Araştırmacılar, beyin sisi grubunun, sağlıklı bireylere kıyasla ince bağırsakta çok daha fazla bakteri bulunan ince bağırsak bakteriyel aşırı büyümesi (SIBO) denen bir duruma sahip olma olasılığının daha yüksek olduğunu buldular.

Ayrıca, beyin sisi grubunun dörtte üçünün, beyin sisi olmayan gruptakilerin dörtte birine kıyasla kanlarında daha yüksek D-laktik asit seviyelerine sahip olduğunu buldular.

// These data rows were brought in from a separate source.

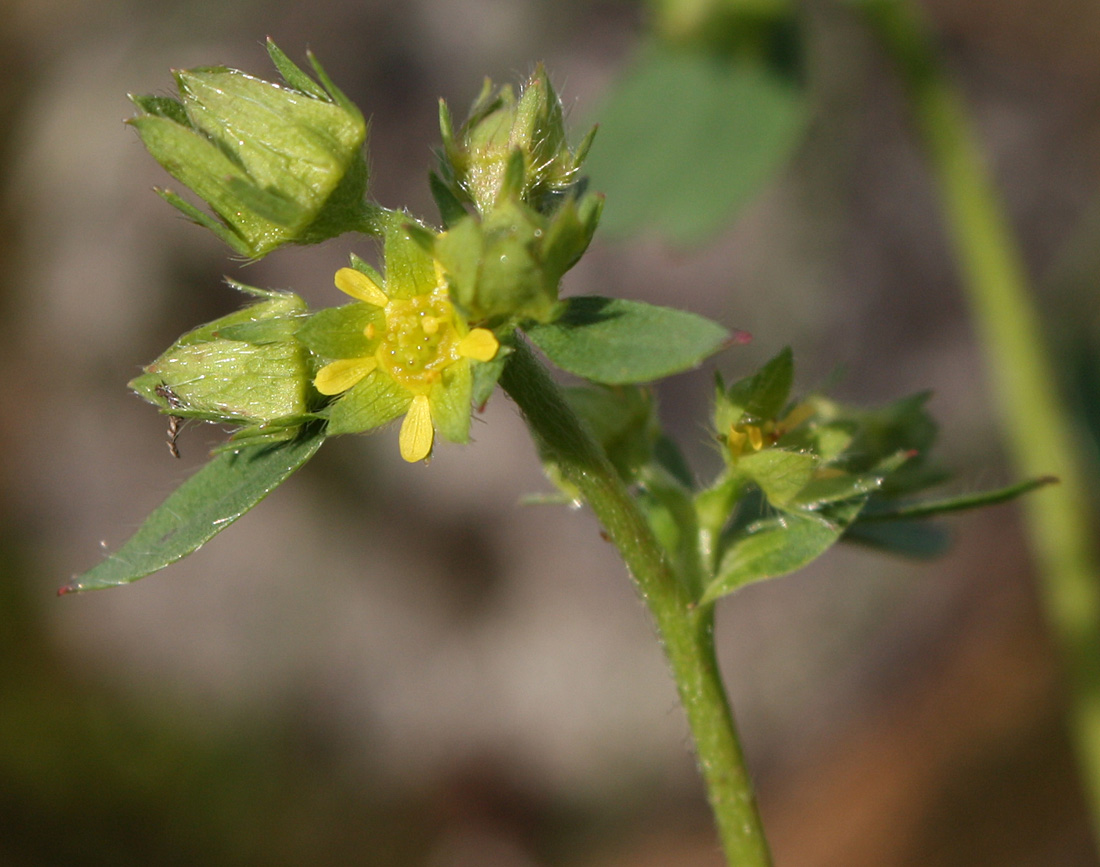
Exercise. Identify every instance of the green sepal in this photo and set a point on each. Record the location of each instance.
(615, 341)
(510, 147)
(778, 546)
(373, 402)
(338, 332)
(450, 208)
(906, 538)
(276, 164)
(409, 269)
(450, 402)
(246, 368)
(486, 374)
(202, 506)
(508, 265)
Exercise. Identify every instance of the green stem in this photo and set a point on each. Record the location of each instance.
(686, 630)
(1036, 425)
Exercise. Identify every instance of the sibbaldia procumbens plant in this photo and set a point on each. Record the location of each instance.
(451, 313)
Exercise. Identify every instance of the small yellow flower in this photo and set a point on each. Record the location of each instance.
(414, 354)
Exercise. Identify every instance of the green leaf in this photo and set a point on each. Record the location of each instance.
(928, 508)
(373, 402)
(615, 341)
(910, 538)
(780, 474)
(834, 489)
(201, 507)
(686, 138)
(758, 397)
(338, 332)
(776, 547)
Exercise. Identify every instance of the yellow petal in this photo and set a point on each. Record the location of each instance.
(358, 285)
(417, 431)
(480, 344)
(340, 375)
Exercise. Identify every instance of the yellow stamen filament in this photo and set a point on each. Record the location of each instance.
(417, 431)
(361, 287)
(341, 375)
(480, 344)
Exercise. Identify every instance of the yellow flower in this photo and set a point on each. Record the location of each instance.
(413, 355)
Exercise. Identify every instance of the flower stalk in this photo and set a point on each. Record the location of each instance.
(686, 630)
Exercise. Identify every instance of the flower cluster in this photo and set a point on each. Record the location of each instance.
(402, 348)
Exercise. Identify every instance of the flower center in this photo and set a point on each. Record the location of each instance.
(420, 340)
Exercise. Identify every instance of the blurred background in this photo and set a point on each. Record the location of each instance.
(398, 665)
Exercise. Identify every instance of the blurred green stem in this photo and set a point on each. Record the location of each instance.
(1038, 432)
(686, 630)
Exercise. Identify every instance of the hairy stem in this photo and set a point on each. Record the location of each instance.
(686, 630)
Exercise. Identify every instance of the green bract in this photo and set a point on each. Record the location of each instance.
(245, 369)
(277, 163)
(507, 265)
(509, 144)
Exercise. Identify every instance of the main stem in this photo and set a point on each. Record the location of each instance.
(1035, 421)
(686, 630)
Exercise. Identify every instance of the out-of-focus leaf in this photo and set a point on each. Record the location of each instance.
(688, 136)
(886, 511)
(776, 547)
(910, 538)
(780, 474)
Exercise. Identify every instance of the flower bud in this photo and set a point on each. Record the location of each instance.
(510, 145)
(277, 163)
(508, 265)
(244, 369)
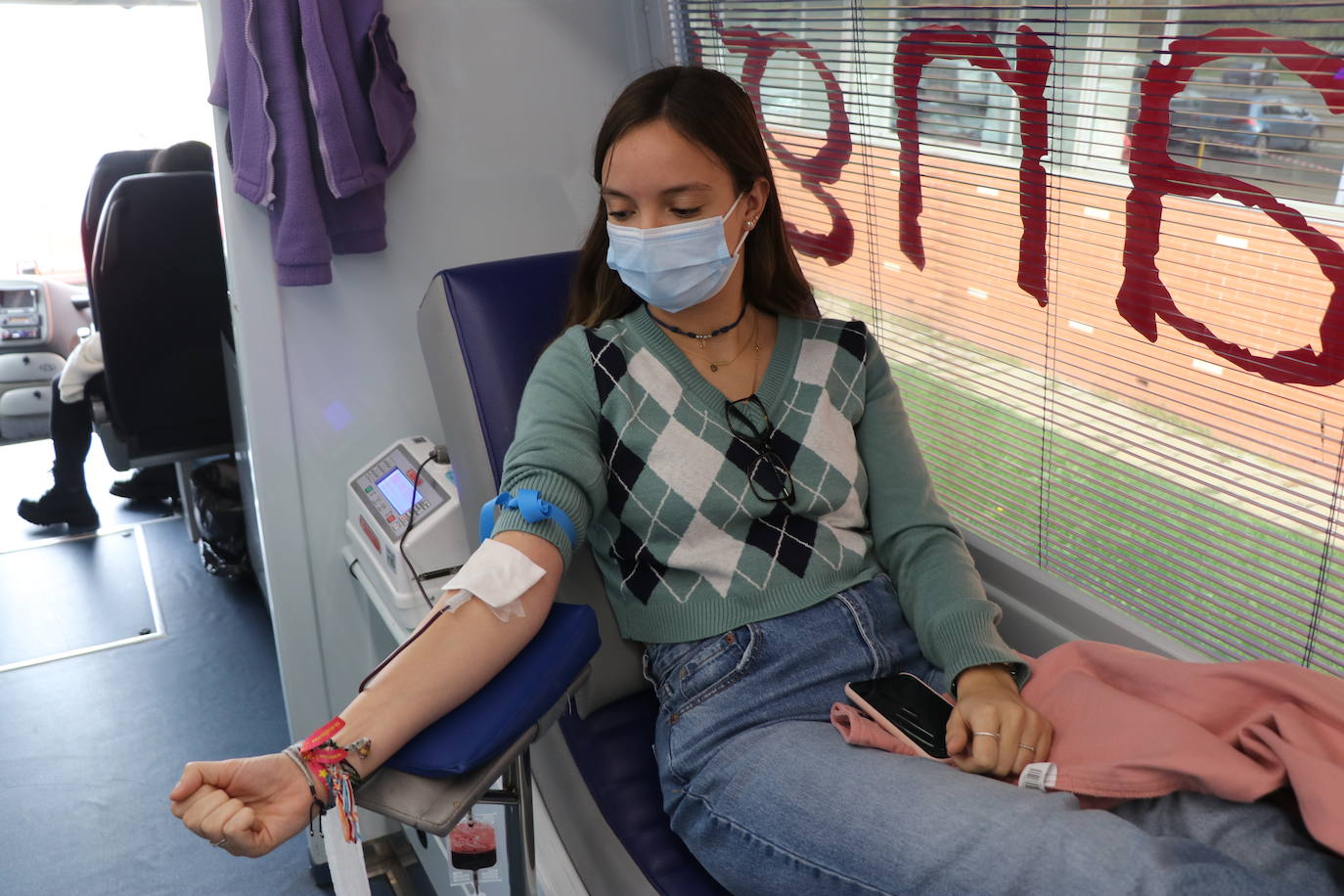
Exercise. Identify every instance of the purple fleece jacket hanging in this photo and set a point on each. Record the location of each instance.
(319, 117)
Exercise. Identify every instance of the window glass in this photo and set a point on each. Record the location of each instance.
(1098, 245)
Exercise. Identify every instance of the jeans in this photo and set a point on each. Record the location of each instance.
(772, 801)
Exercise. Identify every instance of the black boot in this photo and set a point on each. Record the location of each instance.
(61, 504)
(148, 484)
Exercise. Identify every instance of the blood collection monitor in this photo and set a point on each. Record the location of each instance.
(381, 499)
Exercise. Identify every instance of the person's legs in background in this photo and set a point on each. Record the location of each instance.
(67, 499)
(157, 482)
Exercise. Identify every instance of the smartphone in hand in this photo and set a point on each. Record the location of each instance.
(908, 708)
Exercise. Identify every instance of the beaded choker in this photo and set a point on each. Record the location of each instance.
(701, 337)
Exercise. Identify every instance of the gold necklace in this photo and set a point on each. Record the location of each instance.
(751, 340)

Diğer çalışmalar, probiyotiklerin aşırı D-laktik asit üretimine yol açabileceğini ve kısa bağırsak sendromu olan kişilerde beyin sisine neden olabileceğini ileri sürdü. Bu, ince bağırsağın düzgün çalışmadığı ve sindirilmemiş karbonhidratla sonuçlandığı bir durumdur.

Sindirilmemiş karbonhidrat fazlalığı, SIBO'ya ve sonuçta daha yüksek D-laktik asit seviyelerine neden olan şeydir.

Dr. Rao, araştırmalarının probiyotik kullanımını beyin sisi, SIBO ve yüksek D-laktik asit seviyelerine "sağlam bağırsağı" olan kişilerde bağlayan ilk çalışma olduğunu söylüyor.

"Probiyotikler, gıda takviyesi olarak değil, ilaç olarak ele alınmalıdır."